Tout ce qu’elle faisait se résumait en fait à installer le décor. Elle se contentait de présenter des hommes à leur idéal. Elle leur arrangeait un rencard avec leur subconscient parce que rien n’est jamais aussi bon que ce que vous pouvez en imaginer. Pas une femme n’est aussi belle que celle qu’elle est dans votre tête. Rien n’est aussi excitant que votre imaginaire fantasmatique.
Ici, vous aviez droit au sexe dont vous ne faisiez que rêver, et uniquement rêver. Elle installait le décor et faisait les présentations. Le reste de la séance, elle surveillait l’horloge et peut-être qu’elle lisait un livre ou faisait un mot croisé.
Ici, vous n’étiez jamais déçu.
Enterré dans les profondeurs de sa transe, un mec s’allongeait là et s’agitait, de tics en coups de reins, comme un chien chassant des lapins dans un rêve. À quelques mecs d’intervalle, elle se récupérait un hurleur, ou un gémisseur ou un grogneur.
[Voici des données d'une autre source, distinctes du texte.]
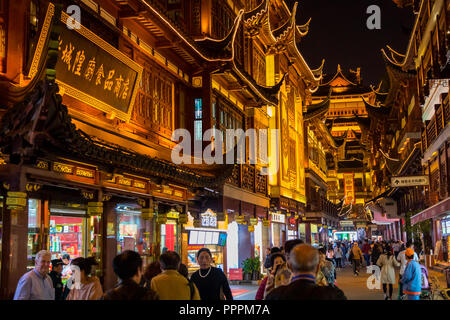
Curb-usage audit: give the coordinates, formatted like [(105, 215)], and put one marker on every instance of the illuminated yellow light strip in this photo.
[(241, 12)]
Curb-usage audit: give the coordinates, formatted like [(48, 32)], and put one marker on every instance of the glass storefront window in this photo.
[(302, 232), (130, 235), (276, 234), (169, 236), (67, 235), (1, 233), (34, 206)]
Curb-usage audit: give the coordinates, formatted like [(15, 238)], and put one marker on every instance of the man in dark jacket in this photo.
[(55, 275), (267, 261), (128, 267), (304, 261)]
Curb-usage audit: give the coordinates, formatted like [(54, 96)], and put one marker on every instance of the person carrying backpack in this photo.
[(412, 277)]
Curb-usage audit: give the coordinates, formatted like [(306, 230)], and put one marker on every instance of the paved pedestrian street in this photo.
[(354, 287)]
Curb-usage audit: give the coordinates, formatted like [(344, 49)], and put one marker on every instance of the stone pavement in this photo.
[(355, 288)]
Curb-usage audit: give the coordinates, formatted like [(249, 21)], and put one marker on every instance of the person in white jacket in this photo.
[(403, 261), (387, 262), (338, 255)]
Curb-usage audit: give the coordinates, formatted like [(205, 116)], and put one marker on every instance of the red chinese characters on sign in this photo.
[(349, 188), (235, 274)]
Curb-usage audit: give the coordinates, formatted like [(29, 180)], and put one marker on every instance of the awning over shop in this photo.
[(378, 218), (438, 209)]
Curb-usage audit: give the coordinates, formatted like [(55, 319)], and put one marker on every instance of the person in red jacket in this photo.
[(275, 260), (366, 252)]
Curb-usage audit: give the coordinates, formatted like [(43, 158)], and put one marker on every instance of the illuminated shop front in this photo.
[(277, 229), (302, 232), (210, 234), (292, 229), (345, 235), (129, 228), (315, 235), (169, 232)]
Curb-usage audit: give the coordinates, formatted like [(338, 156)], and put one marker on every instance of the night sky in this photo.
[(338, 33)]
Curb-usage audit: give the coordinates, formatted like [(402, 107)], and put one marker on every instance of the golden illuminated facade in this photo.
[(346, 111), (100, 150)]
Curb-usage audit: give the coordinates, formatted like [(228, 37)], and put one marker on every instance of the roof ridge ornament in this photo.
[(304, 28), (254, 19), (210, 44)]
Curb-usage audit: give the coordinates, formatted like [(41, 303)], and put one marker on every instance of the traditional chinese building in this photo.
[(415, 144), (344, 165), (89, 108)]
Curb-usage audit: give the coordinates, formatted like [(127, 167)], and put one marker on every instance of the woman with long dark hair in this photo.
[(267, 284), (89, 287), (387, 262), (211, 282), (151, 271)]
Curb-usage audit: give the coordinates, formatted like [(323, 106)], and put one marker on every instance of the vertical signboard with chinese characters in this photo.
[(95, 72), (90, 69), (209, 219), (349, 188)]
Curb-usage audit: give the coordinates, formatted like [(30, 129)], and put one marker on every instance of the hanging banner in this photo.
[(91, 70), (349, 188)]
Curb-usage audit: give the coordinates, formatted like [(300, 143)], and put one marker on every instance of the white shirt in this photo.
[(403, 261), (34, 286), (338, 252)]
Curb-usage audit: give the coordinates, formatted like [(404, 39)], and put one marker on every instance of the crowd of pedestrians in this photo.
[(295, 271)]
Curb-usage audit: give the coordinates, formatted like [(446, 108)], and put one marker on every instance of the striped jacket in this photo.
[(412, 278)]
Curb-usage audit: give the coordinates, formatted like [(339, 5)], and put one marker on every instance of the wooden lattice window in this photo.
[(154, 101), (259, 66)]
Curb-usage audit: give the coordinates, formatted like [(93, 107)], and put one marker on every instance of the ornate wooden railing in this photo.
[(437, 124), (247, 177)]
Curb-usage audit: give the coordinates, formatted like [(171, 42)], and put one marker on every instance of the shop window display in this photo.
[(66, 236), (130, 235), (211, 239), (1, 233), (34, 206)]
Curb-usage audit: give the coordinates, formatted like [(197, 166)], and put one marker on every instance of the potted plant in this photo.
[(256, 266), (247, 269)]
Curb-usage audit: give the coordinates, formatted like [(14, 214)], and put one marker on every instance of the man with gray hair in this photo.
[(37, 284), (304, 261)]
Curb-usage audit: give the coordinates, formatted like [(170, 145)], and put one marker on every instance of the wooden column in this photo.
[(109, 246), (447, 167), (15, 235)]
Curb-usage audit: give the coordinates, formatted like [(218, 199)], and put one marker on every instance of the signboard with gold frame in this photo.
[(91, 70)]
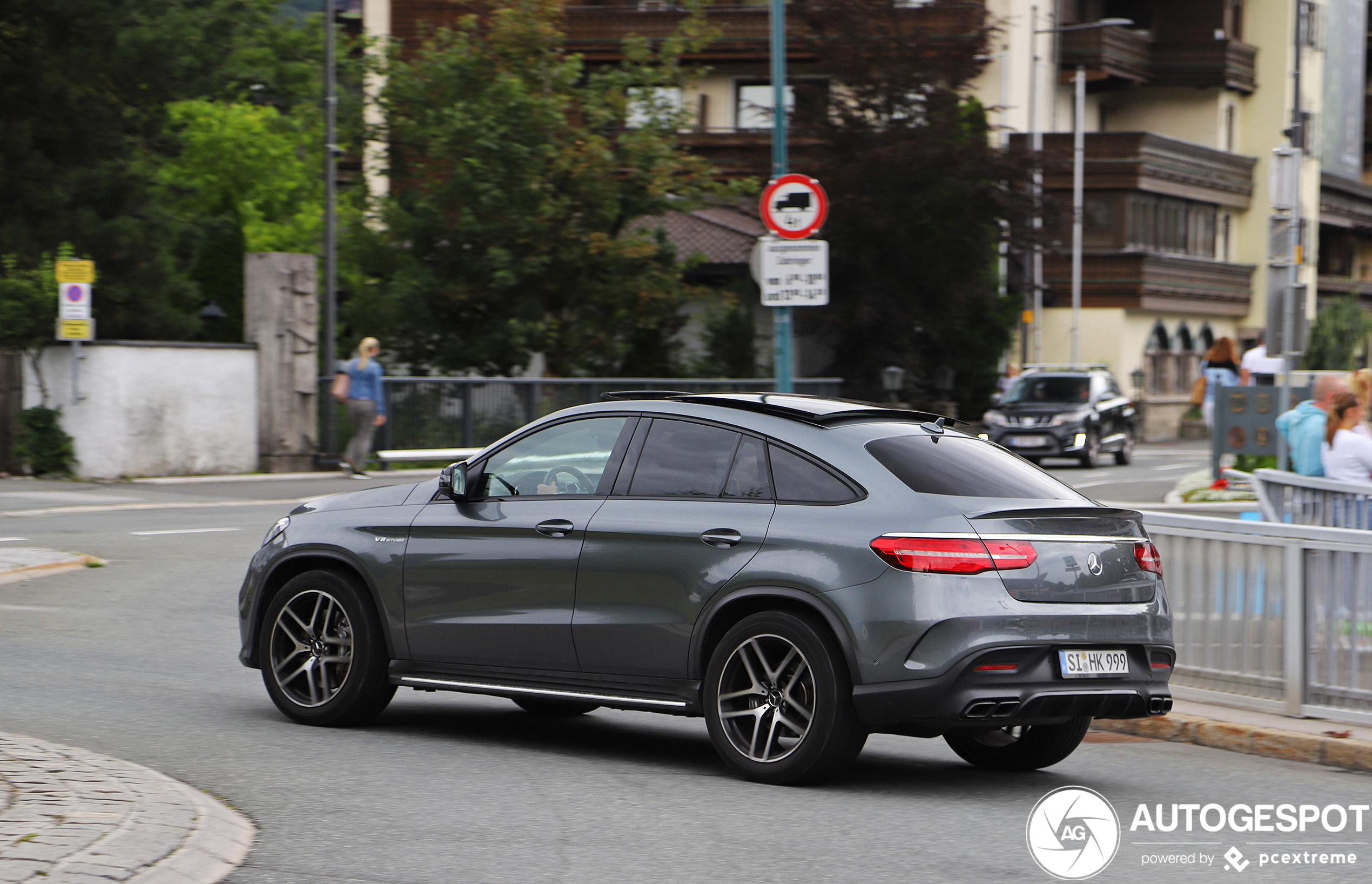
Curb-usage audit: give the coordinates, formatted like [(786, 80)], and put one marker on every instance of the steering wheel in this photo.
[(583, 484)]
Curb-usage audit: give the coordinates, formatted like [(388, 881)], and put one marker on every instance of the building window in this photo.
[(654, 105), (1172, 225), (1160, 360), (1186, 361)]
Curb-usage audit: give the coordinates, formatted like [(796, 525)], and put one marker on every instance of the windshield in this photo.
[(1050, 392)]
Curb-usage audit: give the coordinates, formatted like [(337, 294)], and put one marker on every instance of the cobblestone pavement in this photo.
[(75, 817)]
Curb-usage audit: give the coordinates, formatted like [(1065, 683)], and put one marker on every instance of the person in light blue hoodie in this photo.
[(1302, 427), (360, 386)]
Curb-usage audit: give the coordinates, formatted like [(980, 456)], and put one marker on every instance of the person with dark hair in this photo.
[(1347, 455), (1219, 371)]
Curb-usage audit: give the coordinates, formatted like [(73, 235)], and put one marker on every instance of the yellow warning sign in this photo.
[(76, 330), (75, 271)]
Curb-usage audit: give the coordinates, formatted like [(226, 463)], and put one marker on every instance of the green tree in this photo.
[(250, 175), (515, 183), (84, 94), (1340, 333)]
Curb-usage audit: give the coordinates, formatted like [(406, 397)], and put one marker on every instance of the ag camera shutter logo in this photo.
[(1073, 834)]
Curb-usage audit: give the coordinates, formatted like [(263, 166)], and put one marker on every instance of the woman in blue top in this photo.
[(360, 385), (1220, 371)]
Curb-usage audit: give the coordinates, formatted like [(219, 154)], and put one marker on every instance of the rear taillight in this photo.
[(949, 555), (1147, 558)]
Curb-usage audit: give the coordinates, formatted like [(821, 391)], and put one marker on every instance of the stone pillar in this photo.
[(280, 315)]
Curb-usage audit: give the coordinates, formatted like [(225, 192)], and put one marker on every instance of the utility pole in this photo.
[(331, 238), (1079, 154), (781, 316), (1036, 186)]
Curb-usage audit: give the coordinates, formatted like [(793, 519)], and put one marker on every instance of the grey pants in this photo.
[(362, 413)]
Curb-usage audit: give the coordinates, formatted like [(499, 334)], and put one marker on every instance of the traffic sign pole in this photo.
[(781, 316)]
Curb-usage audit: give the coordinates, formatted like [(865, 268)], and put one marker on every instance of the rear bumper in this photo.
[(1032, 694)]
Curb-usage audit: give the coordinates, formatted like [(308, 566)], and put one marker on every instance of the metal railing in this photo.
[(1269, 617), (469, 412), (1309, 500)]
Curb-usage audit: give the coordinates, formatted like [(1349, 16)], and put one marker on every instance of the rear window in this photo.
[(965, 468)]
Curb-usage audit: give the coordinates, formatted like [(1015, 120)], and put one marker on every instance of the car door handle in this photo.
[(555, 527), (721, 537)]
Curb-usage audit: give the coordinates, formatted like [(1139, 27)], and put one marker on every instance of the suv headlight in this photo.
[(1068, 418), (276, 529)]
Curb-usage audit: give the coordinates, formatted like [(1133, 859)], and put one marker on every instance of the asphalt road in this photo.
[(138, 661)]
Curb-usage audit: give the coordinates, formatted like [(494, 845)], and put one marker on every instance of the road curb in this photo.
[(1249, 739), (75, 817), (62, 562)]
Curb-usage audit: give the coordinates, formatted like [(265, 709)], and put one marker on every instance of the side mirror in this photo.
[(452, 482)]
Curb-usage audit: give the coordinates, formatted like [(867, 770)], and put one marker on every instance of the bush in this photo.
[(42, 444)]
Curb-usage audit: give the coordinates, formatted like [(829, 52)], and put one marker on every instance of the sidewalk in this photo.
[(1256, 733), (75, 817), (19, 563)]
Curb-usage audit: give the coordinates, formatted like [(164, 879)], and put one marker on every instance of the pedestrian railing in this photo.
[(1309, 500), (471, 412), (1268, 615)]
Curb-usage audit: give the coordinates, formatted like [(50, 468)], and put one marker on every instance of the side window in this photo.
[(684, 459), (748, 477), (802, 481), (564, 459)]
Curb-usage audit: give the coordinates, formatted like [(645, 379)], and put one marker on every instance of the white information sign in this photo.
[(73, 301), (792, 272)]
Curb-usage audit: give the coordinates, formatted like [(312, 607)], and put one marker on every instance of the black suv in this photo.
[(1078, 413)]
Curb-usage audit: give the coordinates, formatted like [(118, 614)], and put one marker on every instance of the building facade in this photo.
[(1185, 108)]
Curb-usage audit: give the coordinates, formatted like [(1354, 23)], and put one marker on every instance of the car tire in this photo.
[(765, 674), (1020, 748), (555, 709), (1126, 452), (1091, 452), (321, 651)]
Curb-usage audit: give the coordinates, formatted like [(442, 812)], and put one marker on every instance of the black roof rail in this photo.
[(629, 396), (812, 410)]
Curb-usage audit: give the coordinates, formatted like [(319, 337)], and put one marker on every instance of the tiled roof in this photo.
[(721, 234)]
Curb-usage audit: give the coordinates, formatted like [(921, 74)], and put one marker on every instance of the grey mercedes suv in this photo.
[(799, 572)]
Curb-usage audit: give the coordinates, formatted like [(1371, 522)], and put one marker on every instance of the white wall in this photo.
[(154, 408)]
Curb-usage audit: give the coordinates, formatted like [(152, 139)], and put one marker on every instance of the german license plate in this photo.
[(1094, 664)]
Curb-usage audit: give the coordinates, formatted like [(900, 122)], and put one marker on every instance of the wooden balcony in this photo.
[(1152, 282), (1345, 204), (1108, 54), (1145, 161), (1227, 64)]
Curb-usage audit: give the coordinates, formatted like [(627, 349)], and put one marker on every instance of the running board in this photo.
[(553, 694)]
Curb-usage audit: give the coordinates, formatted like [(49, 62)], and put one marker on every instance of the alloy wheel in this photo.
[(312, 648), (766, 698)]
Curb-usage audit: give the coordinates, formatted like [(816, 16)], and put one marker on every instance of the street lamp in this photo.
[(1078, 171)]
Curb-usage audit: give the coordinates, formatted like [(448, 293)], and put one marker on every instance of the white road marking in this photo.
[(55, 511), (183, 532)]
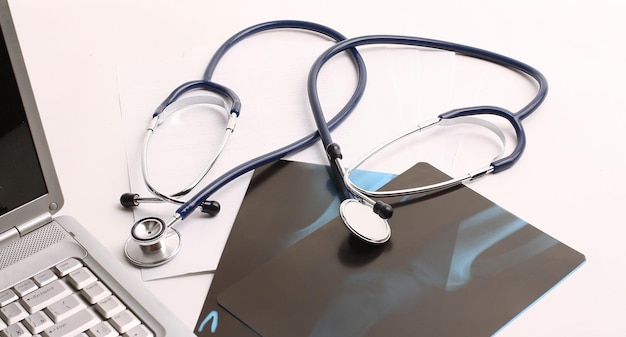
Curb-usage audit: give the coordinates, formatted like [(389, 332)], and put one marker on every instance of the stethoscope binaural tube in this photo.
[(378, 231), (152, 241)]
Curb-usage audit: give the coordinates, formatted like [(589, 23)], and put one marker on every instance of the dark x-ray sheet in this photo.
[(285, 202), (457, 265)]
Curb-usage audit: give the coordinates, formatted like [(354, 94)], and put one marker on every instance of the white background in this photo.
[(92, 62)]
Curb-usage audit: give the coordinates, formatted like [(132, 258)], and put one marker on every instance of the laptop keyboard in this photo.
[(67, 300)]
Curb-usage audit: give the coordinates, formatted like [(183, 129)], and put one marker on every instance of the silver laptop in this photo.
[(55, 279)]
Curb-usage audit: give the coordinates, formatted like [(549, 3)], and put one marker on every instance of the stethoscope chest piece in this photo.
[(363, 222), (152, 243)]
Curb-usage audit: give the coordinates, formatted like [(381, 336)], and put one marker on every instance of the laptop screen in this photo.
[(21, 178)]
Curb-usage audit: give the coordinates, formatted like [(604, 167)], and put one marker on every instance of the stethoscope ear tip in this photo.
[(211, 207), (363, 223), (129, 200), (383, 210)]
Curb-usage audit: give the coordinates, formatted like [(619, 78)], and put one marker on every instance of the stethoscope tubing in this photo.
[(187, 208), (507, 62)]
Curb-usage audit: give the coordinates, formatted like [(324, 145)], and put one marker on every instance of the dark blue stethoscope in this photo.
[(153, 241)]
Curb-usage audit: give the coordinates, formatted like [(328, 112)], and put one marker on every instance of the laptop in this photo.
[(55, 278)]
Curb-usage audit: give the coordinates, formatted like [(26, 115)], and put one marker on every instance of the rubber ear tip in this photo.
[(383, 210), (211, 207), (129, 200)]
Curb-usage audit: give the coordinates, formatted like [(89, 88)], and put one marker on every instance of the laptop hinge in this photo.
[(33, 224), (9, 236)]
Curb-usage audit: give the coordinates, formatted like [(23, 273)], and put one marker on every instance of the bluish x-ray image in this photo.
[(457, 265)]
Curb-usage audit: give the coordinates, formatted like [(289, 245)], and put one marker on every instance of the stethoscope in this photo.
[(358, 207), (153, 241)]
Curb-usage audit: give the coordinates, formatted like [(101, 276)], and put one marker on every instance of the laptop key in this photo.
[(13, 313), (15, 330), (73, 325), (44, 277), (37, 322), (25, 287), (102, 329), (46, 295), (65, 307), (7, 297), (67, 266)]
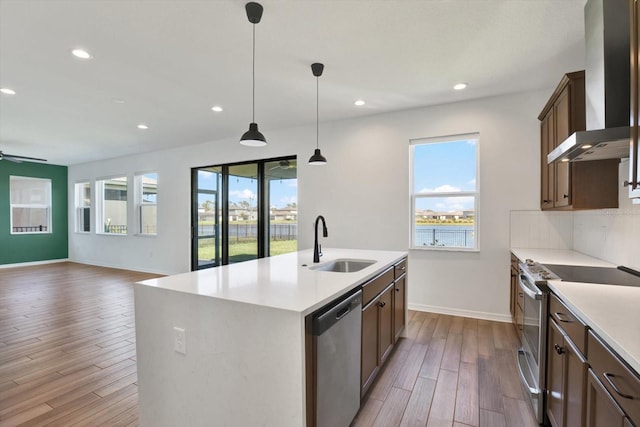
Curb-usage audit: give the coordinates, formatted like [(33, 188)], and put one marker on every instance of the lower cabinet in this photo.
[(383, 320), (566, 373), (377, 335), (587, 383)]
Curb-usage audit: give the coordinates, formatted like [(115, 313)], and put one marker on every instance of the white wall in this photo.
[(363, 192)]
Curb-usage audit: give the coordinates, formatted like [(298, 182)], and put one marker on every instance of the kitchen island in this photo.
[(242, 329)]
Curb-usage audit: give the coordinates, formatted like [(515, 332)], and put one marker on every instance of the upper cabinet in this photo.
[(634, 163), (581, 185)]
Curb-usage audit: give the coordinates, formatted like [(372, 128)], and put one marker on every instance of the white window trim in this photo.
[(413, 196), (78, 208), (99, 204), (139, 203), (49, 207)]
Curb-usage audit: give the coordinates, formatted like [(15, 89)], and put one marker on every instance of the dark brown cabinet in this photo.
[(383, 319), (566, 373), (377, 325), (634, 163), (572, 186)]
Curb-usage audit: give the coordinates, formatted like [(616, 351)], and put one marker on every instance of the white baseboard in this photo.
[(123, 267), (28, 264), (459, 312)]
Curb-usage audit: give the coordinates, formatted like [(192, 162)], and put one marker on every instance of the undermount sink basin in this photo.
[(344, 265)]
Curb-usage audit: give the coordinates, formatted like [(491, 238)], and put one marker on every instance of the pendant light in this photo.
[(253, 137), (317, 159)]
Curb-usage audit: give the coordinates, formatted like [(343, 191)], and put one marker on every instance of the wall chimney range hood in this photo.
[(607, 86)]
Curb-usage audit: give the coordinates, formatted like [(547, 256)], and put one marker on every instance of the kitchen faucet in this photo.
[(317, 249)]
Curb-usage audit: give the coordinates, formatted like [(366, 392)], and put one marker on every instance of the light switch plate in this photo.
[(179, 340)]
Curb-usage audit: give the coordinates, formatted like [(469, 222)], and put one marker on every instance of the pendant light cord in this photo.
[(317, 109), (253, 113)]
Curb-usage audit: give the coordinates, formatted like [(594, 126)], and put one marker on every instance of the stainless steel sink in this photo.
[(344, 265)]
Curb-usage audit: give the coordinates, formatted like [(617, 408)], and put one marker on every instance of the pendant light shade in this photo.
[(253, 137), (317, 159)]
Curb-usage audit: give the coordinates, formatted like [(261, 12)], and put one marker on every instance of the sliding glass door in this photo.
[(243, 211)]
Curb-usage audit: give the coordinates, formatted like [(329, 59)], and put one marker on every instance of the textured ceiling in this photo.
[(170, 61)]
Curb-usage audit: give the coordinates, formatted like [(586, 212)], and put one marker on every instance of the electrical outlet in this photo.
[(179, 340)]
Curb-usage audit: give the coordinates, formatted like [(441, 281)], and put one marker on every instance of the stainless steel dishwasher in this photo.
[(338, 331)]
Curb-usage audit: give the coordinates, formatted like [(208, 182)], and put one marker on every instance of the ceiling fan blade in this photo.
[(12, 156)]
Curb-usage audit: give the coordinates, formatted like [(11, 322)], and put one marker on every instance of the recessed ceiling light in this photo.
[(81, 53)]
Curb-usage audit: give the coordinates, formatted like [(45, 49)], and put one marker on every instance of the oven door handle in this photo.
[(533, 294), (534, 391)]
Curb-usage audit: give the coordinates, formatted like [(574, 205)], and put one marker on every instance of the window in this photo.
[(111, 206), (244, 211), (83, 207), (146, 203), (30, 205), (445, 193)]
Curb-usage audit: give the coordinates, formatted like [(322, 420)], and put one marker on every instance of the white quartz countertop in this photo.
[(559, 256), (281, 282), (613, 312)]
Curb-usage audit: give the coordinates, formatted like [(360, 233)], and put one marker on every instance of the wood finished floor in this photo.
[(67, 357)]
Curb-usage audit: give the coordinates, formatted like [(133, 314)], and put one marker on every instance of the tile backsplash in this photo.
[(609, 234)]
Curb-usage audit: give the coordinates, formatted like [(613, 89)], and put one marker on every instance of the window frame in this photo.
[(100, 205), (415, 195), (47, 206), (81, 206), (140, 203)]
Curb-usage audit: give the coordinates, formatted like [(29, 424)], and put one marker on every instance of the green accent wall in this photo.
[(34, 247)]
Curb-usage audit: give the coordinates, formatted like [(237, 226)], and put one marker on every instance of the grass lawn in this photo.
[(246, 250)]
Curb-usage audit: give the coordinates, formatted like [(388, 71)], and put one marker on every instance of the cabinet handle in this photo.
[(608, 376), (558, 349), (562, 317)]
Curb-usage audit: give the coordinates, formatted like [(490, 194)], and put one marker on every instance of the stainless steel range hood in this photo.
[(607, 86)]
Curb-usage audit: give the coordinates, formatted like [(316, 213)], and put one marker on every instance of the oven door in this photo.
[(530, 356)]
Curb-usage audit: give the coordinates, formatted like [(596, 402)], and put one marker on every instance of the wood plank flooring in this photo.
[(67, 357), (67, 346), (449, 371)]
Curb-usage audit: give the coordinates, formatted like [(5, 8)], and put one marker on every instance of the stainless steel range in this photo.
[(531, 360), (533, 279)]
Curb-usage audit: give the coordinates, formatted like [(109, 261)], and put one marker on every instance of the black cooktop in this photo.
[(612, 276)]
Il faut s’interroger sur ce que les gens dans la pièce voisine pensaient à ce moment-là. Les mecs dans la salle d’attente entendaient tout le tintouin, et ça les rendait complètement dingues.
À l’issue de la séance, un mec se retrouvait trempé de sueur, la chemise mouillée collant à la peau, le pantalon taché. Certains arrivaient même à vider leurs chaussures de la sueur qui s’y accumulait. Ils pouvaient la chasser de leurs cheveux en secouant la tête. Le canapé dans le bureau de la Man-man était traité à l’antitaches Scotchgard mais jamais il n’avait l’occasion de sécher complètement. Aujourd’hui, il est scellé sous une enveloppe amovible en plastique transparent, plus pour garder les années de foutoir à l’intérieur de sa carcasse que pour le protéger du reste du monde.
Donc les mecs devaient chacun apporter une serviette, dans leur attaché-case, dans des sacs en papier, dans des sacs de sport, à côté d’un change de vêtements propres. Entre deux clients, elle vaporisait des désodorisants d’atmosphère. Elle ouvrait les fenêtres.
À M. Jones, elle disait : faites en sorte que toute la tension dans votre corps se rassemble dans vos orteils, avant de se vider. Toute la tension. Imaginez votre corps entier qui se relâche. Tout mou. Décontracté. Effondré. Sans ressort. Décontracté. Lourd. Décontracté. Vide. Décontracté.
Respirez par l’estomac plutôt que par la poitrine. Inspiration, puis expiration.
Ça entre, et puis ça sort.
Inspirez fortement.
Et puis expirez. De manière égale et sans heurts.
Vos jambes sont lourdes et fatiguées. Vos bras sont lourds et fatigués.
Au départ, ce dont se souvient le stupide petit garçon, c’est que la Man-man faisait des nettoyages de maisons, pas du passage d’aspirateur ni du ménage, non, en aucun cas, mais du nettoyage spirituel, des exorcismes. La partie la plus difficile du boulot consistait à obtenir des gens des Pages jaunes qu’ils acceptent de passer son annonce sous la rubrique « Exorciste ». Vous allez brûler de la sauge. Dire le Notre Père en marchant en rond. Peut-être même taper sur un tambour en terre cuite. Déclarer la maison propre. Des clients paieront rien que pour que vous fassiez ça.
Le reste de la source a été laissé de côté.